There's never a slow news week in Jackson, Miss., and last week was no exception. Here are the local stories JFP reporters brought you in case you missed them:
- Rising health-care costs prompted the Jackson City Council to focus on ways it can help at its Aug. 22 budget meeting. Ward 2 Councilman Melvin Priester Jr. told the Jackson Free Press that providing health insurance to staff members totals $16,174,451 for the current fiscal year.
- Young people in Mississippi are among the most vulnerable targets and least visible victims of trafficking, Lindsey Simmons, executive director of Mississippians Against Human Trafficking, said during a presentation on trafficking at a community forum at the Mississippi Museum of Art.
- Two Mississippians who worked in poultry plants described horrifying conditions with amputations and relentless work in freezing conditions. Neither ate chicken for years. It's why, an expert says, the plants often seek undocumented immigrant labor.
- At its Aug. 20 meeting, the Jackson City Council passed an ordinance to allow administrative hearings for water-and-sewer bill complaints. The City will hire a hearing officer to consider evidence and findings from both customers and the water and sewer business administration manager.

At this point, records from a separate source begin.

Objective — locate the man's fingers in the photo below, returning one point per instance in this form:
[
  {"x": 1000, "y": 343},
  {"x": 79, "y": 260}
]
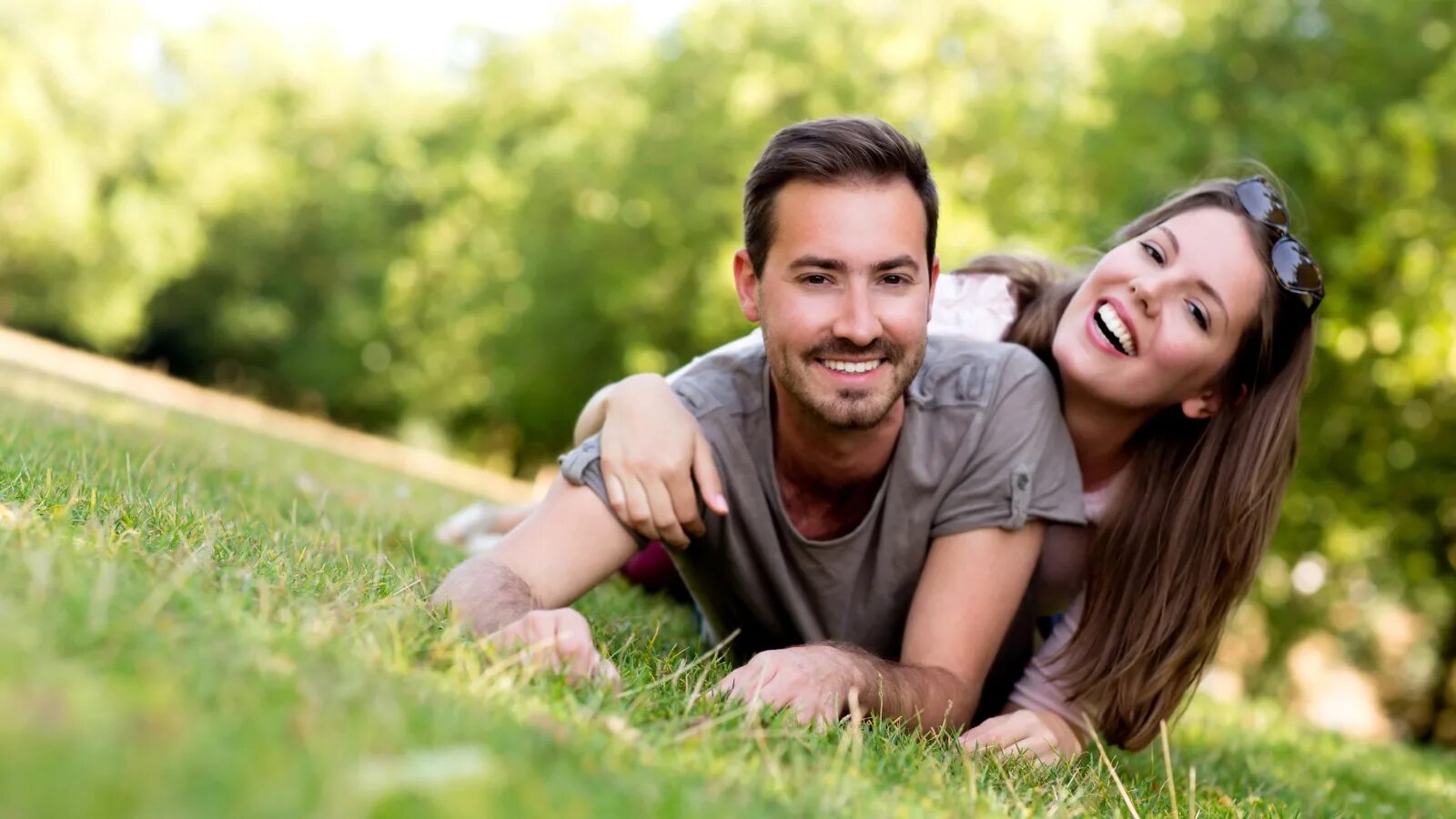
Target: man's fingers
[
  {"x": 705, "y": 471},
  {"x": 664, "y": 515}
]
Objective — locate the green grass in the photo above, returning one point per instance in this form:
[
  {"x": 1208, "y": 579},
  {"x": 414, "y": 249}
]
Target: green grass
[{"x": 198, "y": 622}]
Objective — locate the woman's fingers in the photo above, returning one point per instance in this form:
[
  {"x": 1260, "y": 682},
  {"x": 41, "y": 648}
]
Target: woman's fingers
[
  {"x": 666, "y": 516},
  {"x": 616, "y": 496},
  {"x": 705, "y": 471},
  {"x": 640, "y": 511},
  {"x": 1021, "y": 733},
  {"x": 996, "y": 732}
]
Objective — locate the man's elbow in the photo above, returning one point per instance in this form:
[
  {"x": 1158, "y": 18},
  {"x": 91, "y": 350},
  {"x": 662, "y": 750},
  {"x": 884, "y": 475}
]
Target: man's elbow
[{"x": 484, "y": 595}]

- Tate Reeves pushed typical conservative buttons on his way to primary victory.. Tammy Pearson said he spent too much time "relying on his name-dropping of Trump," adding, "This is a state election, not a national election. This is Mississippi."
- Mississippi must make sweeping changes to its mental-health system so that people with severe mental illness have access to treatment in their own communities rather than being unnecessarily institutionalized in state hospitals, a federal judge in Jackson ruled Wednesday morning.
- Hours after a federal judge ruled that the State of Mississippi's mental-health system violates the Americans with Disabilities Act, Mississippi Attorney General Jim Hood told reporters that he "knew this was coming." Hood pointed to years of letters he had sent to the Mississippi Legislature expressing concern about the mental-health system.
- Mississippians for Compassionate Care, a Mississippi group advocating for medical marijuana legalization, has turned in more than 105,000 signatures to get the initiative on the ballot next year.
- Disability Rights Mississippi praised a federal judge's ruling that found the State violates the civil rights of those with mental illness, but a leading mental health advocate pushed back on Attorney General Jim Hood's emphasis on money, rather than a well-funded systemic overhaul.
- Amid an ongoing lawsuit stemming from concerns over Jackson's water-sewer system, the Jackson City Council voted Thursday evening to not change the overall millage rate for fiscal year 2020.